The imposition of the Iron Curtain, the fall of the Berlin Wall, the 9/11 attack, and the invasion of Ukraine: each of these comprised a watershed moment for the post-war international order. With Donald Trump’s return echoing through the chancelleries of Europe, Britain can either face the challenge of rapidly shifting realities or endure a “bitter reckoning”. So far, so uncontroversial.

She promised that this would be a speech that would reject “vapid statements”. Splendid! Like most readers, I’m sure that if Badenoch told me one more time that she was here to tell the truth, that she had a plan and no one else did, or that this was the time for principles, not policy, then I would scream. Was this a new departure? Would we finally get some red meat? Some…policy?

No such luck. “Vapid statement” is a pretty good summary of the whole affair. The usual platitudes were out in abundance. “The Conservative Party stands for strong defence” was a statement hard to square with our slashing of the army by 30,000 men during our time in office. But that was a failure by her colleagues for which Badenoch was unwilling to apologise today.

“International law should not become a tool for…critics…to advance an activist political agenda through international bodies or our courts”. If the ECHR or another body is against our interests, would Badenoch be willing to leave? Well, “we will probably have to”. Probably? Anything more would spook the wets. If only, like Starmer, she was willing to stand up to her backbenchers.

We had a typical run-through of truths that needed telling, shibboleths that only she could tear down. Did you know that the war in Afghanistan ended badly? Or that young people shouldn’t be taught to hate their country? Or that the last Tory government did a half-decent job in supporting Ukraine? Or that soft power doesn’t mean a damn against a Russian tank brigade?
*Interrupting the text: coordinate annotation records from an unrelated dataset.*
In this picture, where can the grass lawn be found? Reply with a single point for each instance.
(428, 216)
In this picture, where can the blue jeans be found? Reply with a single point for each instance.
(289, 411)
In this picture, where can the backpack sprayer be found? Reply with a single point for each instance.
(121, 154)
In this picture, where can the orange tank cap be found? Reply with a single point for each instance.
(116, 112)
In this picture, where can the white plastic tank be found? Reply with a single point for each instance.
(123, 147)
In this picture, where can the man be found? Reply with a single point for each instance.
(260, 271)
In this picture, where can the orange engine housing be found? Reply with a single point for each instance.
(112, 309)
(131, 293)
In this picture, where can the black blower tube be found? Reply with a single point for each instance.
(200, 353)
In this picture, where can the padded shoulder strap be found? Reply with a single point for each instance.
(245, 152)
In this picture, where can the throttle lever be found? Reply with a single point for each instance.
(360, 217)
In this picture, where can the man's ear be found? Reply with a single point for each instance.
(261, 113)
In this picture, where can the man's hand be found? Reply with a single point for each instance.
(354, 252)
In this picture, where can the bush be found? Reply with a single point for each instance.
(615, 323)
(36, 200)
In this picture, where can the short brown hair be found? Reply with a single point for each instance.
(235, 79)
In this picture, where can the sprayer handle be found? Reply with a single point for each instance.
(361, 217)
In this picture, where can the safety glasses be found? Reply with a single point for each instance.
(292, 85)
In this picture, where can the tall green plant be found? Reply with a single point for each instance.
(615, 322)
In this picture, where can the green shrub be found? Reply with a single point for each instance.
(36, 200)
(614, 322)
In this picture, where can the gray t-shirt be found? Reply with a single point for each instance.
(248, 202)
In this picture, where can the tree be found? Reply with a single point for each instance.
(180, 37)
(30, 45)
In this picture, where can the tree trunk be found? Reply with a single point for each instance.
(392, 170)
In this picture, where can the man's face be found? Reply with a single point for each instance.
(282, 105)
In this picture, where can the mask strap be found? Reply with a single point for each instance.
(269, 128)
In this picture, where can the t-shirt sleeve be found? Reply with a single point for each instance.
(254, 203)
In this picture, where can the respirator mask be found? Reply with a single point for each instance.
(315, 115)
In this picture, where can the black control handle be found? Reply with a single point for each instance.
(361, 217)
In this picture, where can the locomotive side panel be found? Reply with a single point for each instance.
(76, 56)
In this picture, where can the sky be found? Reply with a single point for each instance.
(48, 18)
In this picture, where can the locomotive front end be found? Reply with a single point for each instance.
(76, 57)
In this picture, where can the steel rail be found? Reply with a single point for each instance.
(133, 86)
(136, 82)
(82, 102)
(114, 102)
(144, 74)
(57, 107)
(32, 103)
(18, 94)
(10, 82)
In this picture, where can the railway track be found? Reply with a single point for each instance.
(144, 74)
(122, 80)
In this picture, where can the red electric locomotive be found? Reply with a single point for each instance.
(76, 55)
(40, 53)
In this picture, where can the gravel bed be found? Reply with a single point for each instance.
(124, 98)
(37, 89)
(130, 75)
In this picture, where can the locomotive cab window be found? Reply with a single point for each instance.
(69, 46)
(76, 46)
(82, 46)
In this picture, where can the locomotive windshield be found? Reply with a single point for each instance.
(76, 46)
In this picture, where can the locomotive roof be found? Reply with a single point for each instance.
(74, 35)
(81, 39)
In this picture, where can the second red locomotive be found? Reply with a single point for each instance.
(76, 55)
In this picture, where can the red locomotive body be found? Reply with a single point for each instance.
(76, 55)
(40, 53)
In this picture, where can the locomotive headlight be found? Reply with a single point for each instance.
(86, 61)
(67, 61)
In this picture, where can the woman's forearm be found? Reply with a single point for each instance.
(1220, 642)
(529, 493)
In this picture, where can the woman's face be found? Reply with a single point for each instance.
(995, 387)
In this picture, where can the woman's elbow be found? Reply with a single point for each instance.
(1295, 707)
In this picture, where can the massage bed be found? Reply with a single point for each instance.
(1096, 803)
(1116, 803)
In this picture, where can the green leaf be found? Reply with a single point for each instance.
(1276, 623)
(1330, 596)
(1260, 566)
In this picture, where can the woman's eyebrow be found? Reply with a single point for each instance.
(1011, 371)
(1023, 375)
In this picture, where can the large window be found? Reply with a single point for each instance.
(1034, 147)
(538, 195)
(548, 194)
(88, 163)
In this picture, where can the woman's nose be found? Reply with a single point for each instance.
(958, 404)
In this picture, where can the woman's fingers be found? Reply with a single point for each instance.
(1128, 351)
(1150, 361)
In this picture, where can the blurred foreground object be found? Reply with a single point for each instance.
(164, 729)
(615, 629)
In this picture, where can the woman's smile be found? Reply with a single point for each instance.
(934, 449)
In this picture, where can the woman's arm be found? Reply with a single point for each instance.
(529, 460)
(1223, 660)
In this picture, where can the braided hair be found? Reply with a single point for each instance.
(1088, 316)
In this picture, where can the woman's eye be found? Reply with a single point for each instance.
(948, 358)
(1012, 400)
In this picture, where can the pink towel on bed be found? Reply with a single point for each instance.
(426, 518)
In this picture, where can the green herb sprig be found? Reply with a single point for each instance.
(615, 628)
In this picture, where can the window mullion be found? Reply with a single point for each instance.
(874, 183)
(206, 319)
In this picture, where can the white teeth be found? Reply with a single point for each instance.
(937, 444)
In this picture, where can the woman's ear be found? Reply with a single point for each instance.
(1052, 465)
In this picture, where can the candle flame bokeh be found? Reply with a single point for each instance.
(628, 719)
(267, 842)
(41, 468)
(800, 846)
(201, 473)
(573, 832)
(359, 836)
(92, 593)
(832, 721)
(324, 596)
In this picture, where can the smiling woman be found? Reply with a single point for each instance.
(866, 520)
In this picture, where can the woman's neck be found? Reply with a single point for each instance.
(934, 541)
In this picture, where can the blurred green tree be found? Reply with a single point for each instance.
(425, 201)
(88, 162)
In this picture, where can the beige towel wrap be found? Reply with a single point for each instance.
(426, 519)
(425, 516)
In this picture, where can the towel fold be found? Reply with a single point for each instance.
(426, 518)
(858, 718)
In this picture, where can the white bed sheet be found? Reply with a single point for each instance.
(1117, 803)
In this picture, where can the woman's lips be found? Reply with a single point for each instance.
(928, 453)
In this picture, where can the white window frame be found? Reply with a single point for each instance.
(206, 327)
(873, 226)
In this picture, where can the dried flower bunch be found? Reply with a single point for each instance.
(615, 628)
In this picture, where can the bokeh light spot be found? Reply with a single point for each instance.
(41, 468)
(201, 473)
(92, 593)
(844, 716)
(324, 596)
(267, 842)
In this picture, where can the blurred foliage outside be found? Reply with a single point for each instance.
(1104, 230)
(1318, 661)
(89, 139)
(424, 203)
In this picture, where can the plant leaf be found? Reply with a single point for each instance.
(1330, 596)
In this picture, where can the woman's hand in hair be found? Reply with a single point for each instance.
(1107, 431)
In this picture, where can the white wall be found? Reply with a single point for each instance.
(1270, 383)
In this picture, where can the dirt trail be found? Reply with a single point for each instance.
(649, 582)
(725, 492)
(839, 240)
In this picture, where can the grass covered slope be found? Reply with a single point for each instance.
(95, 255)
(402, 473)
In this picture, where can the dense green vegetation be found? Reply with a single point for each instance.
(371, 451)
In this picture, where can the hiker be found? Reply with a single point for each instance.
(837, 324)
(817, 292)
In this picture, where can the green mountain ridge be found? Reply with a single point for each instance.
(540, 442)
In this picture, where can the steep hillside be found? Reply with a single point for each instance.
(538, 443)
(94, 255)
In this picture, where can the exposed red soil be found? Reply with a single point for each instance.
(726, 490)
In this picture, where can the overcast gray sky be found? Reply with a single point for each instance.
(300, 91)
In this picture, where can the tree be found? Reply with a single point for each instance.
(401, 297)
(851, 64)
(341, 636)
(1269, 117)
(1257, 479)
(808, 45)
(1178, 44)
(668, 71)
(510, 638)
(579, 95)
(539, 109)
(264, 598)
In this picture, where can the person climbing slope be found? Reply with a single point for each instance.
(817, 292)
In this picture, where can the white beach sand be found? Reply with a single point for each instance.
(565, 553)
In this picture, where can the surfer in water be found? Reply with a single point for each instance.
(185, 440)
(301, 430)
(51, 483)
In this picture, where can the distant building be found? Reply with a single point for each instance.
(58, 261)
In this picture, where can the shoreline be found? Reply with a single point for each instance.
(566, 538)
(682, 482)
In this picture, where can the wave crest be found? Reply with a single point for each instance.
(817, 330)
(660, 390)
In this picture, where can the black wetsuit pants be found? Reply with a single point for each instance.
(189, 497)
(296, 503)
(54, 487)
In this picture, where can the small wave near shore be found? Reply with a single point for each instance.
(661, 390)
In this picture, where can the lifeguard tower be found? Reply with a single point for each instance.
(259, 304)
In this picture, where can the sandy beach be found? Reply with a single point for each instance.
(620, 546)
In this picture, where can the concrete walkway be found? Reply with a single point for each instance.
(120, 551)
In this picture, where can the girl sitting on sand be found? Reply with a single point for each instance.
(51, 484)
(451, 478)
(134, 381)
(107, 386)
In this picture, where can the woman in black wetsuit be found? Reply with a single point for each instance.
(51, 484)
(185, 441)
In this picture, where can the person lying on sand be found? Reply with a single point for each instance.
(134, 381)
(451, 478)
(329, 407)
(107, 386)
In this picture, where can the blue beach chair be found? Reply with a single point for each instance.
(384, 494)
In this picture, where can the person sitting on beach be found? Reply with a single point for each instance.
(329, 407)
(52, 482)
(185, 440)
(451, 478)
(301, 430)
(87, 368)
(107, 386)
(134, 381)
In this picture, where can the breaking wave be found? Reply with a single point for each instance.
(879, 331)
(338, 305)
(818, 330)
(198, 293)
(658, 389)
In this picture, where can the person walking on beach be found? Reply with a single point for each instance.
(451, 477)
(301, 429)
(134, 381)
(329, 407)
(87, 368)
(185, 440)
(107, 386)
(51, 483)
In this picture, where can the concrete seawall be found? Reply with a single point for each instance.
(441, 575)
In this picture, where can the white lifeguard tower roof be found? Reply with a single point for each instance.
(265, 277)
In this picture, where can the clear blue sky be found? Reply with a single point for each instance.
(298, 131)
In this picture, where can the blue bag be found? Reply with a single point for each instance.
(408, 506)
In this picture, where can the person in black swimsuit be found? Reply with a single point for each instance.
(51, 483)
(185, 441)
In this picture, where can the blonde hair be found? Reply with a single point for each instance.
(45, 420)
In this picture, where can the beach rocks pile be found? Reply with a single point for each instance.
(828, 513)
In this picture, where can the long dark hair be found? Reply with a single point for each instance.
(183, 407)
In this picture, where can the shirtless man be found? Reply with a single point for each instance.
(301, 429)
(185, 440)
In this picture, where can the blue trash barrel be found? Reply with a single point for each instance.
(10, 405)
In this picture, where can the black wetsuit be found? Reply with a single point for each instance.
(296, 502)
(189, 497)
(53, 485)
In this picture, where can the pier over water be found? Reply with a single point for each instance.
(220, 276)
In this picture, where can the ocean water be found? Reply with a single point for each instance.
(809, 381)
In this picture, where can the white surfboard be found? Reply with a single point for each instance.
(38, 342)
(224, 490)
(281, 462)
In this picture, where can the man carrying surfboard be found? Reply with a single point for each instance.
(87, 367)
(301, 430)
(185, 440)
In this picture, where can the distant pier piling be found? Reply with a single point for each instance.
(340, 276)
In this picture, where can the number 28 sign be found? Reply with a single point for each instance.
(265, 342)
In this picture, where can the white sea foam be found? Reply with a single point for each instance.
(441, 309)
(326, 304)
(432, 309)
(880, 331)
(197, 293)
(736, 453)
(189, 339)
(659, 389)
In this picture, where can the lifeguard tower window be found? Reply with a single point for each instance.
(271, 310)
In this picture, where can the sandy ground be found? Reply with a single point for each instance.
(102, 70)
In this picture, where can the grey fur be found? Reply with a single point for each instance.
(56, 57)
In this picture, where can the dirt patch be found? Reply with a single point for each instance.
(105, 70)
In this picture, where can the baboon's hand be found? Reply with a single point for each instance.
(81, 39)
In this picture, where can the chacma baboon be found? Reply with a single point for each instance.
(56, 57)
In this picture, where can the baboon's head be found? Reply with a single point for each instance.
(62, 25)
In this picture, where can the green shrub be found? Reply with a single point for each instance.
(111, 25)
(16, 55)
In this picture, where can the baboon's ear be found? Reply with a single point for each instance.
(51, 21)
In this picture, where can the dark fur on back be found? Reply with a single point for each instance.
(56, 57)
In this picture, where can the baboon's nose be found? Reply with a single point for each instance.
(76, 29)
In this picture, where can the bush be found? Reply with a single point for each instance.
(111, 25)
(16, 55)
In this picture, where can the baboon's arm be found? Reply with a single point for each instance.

No?

This all built up to Badenoch’s peroration – that “2.5 per cent by 2030 is now no longer sufficient”. Our armed forces need to be rebuilt as quickly as possible. Military procurement needs to deliver for taxpayers. A government should not be spending more on debt interest than defence. And the Prime Minister shouldn’t be sending billions to the Chagos Islands whilst we go undefended.

All perfectly sound. But if our armed forces are worn out, ill-equipped, and unready for our commitments, whose fault is that? If we are the party of strong defence, why weren’t we pushing for anything higher than 2.5 per cent in office? And why isn’t Badenoch calling for 3 per cent now? Starmer must have been cock-a-hoop watching, knowing he’d show her up two hours later.

It was a classic Badenoch speech. Nothing new was said. The same undisputed banalities were trotted out. A few notables were name-checked; no new policies were announced. Nick Timothy and Robert Jenrick have already covered the same themes with more eloquence and urgency – one inexplicably outside her Shadow Cabinet, the other the only member showing any sign of life.

For a speech that was supposed to be about facing realities, it only ended up underlining the fantasy land in which Badenoch operates. She is an irrelevance. She might still be able to summon a few hacks to listen to her for half an hour. But everything important is happening elsewhere: Washington, Number 10, or the ever-growing number of packed-out Reform rallies across the country.

Still. Got us all out of bed in the morning.